Si acaso le hubieran llegado rumores de que unos pastores había recibido la visita de unos ángeles, que desde el cielo, les anunciaron el nacimiento de ese niño, y les habían cantado: «Gloria a Dios en el Cielo, y paz en la tierra a los hombres de buena voluntad», se hubiera limitado a considerar que el mundo estaba lleno de “visionarios”.
Y así, el corresponsal habría perdido la oportunidad de transmitir la única noticia que ha hecho girar el eje de la tierra; la única noticia que ha influido en todas las civilizaciones y construcciones de los hombres; la única noticia que da sentido al resto de la historia humana.
La noticia requiere palabras precisas, y no muchas consideraciones. En resumen podría haber sido así:
¿Quién nace? Jesucristo; el Hijo de Dios hecho hombre.
¿Cómo es posible que nazca Dios, el infinito, el eterno? «El Verbo hecho niño nos ayuda a comprender el modo de actuar de Dios, para que seamos capaces de dejarnos transformar cada vez más por su amor, por su bondad, y por su infinita misericordia» (Benedicto XVI).
¿Cómo nace? De María Virgen; y por obra y gracia del Espíritu Santo.
¿Para qué nace? «El Hijo mismo de Dios descendió en una carne semejante a la del pecado para condenar el pecado y, después de haberlo condenado, excluirlo completamente del género humano. Llamó al hombre a la semejanza consigo miso, lo hizo imitador de Dios, hijo de Dios, lo encamino en el camino indicado por el Padre para que pudiese ver a Dios, y le diese en don al mismo Padre» (San Ireneo).

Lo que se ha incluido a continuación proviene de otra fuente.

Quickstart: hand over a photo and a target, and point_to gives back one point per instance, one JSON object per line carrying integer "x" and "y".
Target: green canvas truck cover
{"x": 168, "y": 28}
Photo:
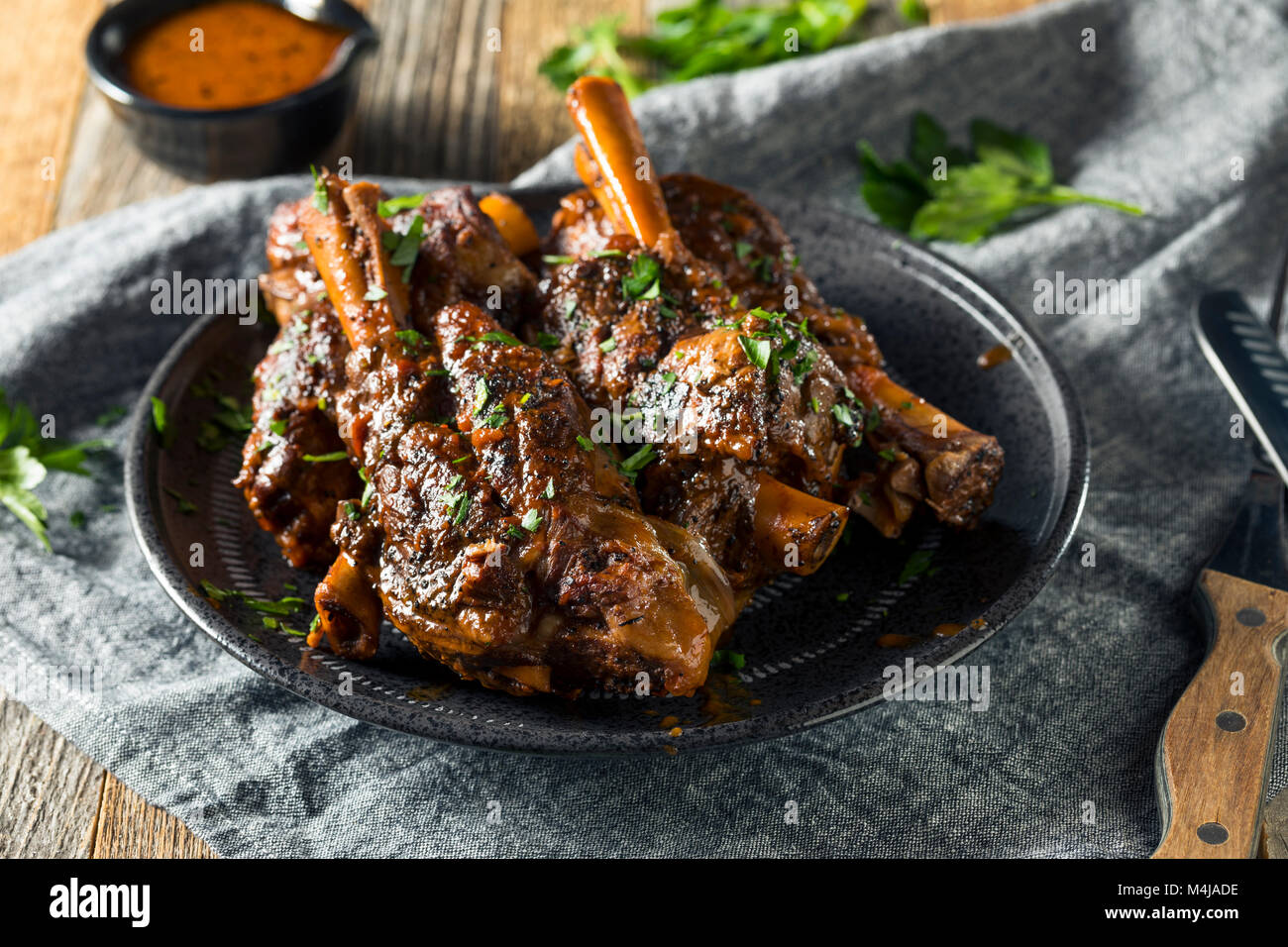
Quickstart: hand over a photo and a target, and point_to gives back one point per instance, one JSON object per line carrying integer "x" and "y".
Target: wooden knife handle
{"x": 1215, "y": 754}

Quizá estas palabras —en toda su grandeza— resuenan a algo de “otros tiempos” en los oídos de no pocos cristianos de hoy. Y no dejan de tener razón; porque son palabras nuevas en estos tiempos, en aquellos tiempos, en los tiempos futuros; en todos los tiempos. Son “de otros tiempos”, sencillamente porque son las palabras del Amor Eterno de Dios.

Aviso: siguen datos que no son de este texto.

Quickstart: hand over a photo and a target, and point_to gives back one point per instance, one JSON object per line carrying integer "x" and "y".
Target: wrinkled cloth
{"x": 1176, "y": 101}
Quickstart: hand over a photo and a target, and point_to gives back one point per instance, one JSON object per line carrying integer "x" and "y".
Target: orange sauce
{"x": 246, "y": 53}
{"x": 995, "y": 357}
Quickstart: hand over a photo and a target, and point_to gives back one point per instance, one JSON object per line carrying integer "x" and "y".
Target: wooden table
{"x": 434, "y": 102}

Y a la vez, es la única noticia que nunca perderá actualidad: el único acontecimiento que permanecerá como “la noticia del día”, hasta que lleguen “el cielo nuevo y la tierra nueva”. La única noticia de la que el ser humano, hombre o mujer, nunca llegará a penetrar todo su sentido, la plenitud de su significado.
La luz del nacimiento en la tierra del Hijo de Dios hecho hombre, jamás cabe en toda su intensidad, ni en la inteligencia ni en el corazón de ningún hombre. Y de esa luz vivimos.
Herodes le declara la guerra. Tiembla ante los rumores que le llegan cuando los Magos buscan al Señor; y pretende acallar la voz de Dios, en el sueño inútil y estéril del hombre de acallar a Dios, de enterrar el Amor de Dios. El Niño Resucitará. La tumba de los “herodes” que han sido y serán, permanecerá sellada eternamente.
Los pastores se arrodillaron ante el Recién Nacido, lo contemplaron en los brazos de su Madre Santísima; saludaron cariñosamente a José, guardián del Misterio del Nacimiento de Dios; y se alejaron gozosos y contentos, transmitiendo la “única noticia” a todos los que se encontraron en los caminos. Los ángeles no les habían engañado.
«Dios se hace Niño. Dejémonos sorprender, iluminar por la Estrella que inundó de alegría el universo» (Benedicto XVI).
En muchos hogares cristianos, padres, hijos, abuelos reunidos, se cantarán estas entrañables palabras: “Cristianos, venid; Cristianos, llegad; y adorad al Niño, que ha nacido ya”.
Y en toda la tierra se oirá la voz de los ángeles que en el Cielo celebran eternamente el Nacimiento, en un pesebre en Belén, del Hijo de Dios hecho hombre.
“Gloria a Dios en el Cielo; y paz en la tierra a los hombres de buena voluntad”.